Shingles (Herpes Zoster) is a viral infection. It causes a painful rash that is typically seen on your midsection. They are caused by the same strand of virus that produces chickenpox. The virus may remain in your body if you’ve had chickenpox before. The virus can potentially reactivate from its dormant state and appear as shingles.
Early diagnosis and treatments are critical to a short-lived shingles infection. And while they are not life-threatening, the virus is very painful and can cause complications.
What Causes Shingles?
Shingles are caused by the same virus that causes chickenpox. Only people who have had chickenpox can develop shingles. This specific strand of the herpes virus can lay inactive for years. But it can re-emerge, and the virus, which was previously lying dormant in the nervous system, can travel along nerve fibers and cause shingles. Where the rash appears reflects the affected nerves.
The reason it re-emerge is unclear. Shingles is more common in older adults and those with weak immune systems, which may be why the virus appears after many years of not causing any symptoms at all.
The signs and symptoms of shingles usually only affect a particular area of the body. Regardless of where the rash appears, pain is the first symptom. It can vary in degree depending on the location of the inflammation. Although rare, it is possible to experience the pain of shingles without having a visible rash. Because of this, the symptoms can sometimes be confused with other heart or lung conditions.
The rash appears as a strip of blisters, most commonly seen on the torso, around the eye, or on the neck or face.
Other symptoms include:
- Pain, burning, numbness, or tingling
- Sensitivity to touch
- A red rash that begins a few days after the pain
- Fluid-filled blisters that break open and crust over
Along with the rash, patients often experience a fever, headaches, fatigue, and sensitivity to light.
How is Shingles Treated?
There is no direct cure for shingles, but seeing a doctor and having an early diagnosis can reduce the risk of complications. Anti-viral medications can quicken the healing process. If interventional care is sought after early enough, effective treatments are possible.
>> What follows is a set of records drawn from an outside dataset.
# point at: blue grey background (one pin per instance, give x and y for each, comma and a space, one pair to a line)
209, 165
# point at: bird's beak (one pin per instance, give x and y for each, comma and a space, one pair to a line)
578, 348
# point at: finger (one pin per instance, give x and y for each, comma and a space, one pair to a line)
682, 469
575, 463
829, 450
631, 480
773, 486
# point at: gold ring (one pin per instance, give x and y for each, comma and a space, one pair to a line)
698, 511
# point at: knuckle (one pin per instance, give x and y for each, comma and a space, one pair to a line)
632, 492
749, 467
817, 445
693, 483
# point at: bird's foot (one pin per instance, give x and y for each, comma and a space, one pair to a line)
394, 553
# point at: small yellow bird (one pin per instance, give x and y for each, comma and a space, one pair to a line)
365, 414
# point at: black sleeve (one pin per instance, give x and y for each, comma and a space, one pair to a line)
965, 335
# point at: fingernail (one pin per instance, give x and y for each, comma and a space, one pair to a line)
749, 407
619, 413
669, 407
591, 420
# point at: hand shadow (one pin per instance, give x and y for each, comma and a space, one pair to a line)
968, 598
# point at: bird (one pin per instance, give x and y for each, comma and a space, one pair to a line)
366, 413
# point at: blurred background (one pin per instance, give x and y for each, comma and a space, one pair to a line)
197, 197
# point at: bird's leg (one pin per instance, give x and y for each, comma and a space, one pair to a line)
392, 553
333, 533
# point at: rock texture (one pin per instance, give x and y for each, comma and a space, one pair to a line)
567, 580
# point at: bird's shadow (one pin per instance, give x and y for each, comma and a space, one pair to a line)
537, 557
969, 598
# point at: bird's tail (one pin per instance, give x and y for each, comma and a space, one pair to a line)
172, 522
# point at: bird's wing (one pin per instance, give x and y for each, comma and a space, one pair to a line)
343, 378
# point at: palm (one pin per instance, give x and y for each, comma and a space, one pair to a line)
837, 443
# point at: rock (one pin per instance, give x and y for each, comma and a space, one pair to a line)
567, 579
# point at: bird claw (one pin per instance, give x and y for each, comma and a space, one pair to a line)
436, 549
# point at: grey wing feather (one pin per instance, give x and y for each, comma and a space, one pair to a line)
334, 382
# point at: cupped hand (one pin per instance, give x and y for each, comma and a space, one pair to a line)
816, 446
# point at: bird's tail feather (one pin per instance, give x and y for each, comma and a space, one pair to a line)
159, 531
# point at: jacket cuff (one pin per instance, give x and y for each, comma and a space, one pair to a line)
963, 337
The best time to treat it is within the first two weeks of having pain. After the first month, the success rate of reducing pain and eliminating the virus goes down considerably. If a patient has consistent and ongoing pain due to a shingles outbreak, interventional treatments should be considered.
Treatment options depend on the location of the shingles’ pain. For pain that occurs in the face, a stellate ganglion or trigeminal nerve block may be recommended. If the pain occurs in the neck or lower body, a series of epidural steroid injections may be administered. Lumbar sympathetic blocks are another method of treatment. All of these types of treatments are performed in an outpatient setting.
Most people only get it once, but it is possible to get them two or more times. To prevent the chances of getting this virus, physicians recommend that children receive a chickenpox vaccine. For adults, it is recommended that they receive a shingles vaccine.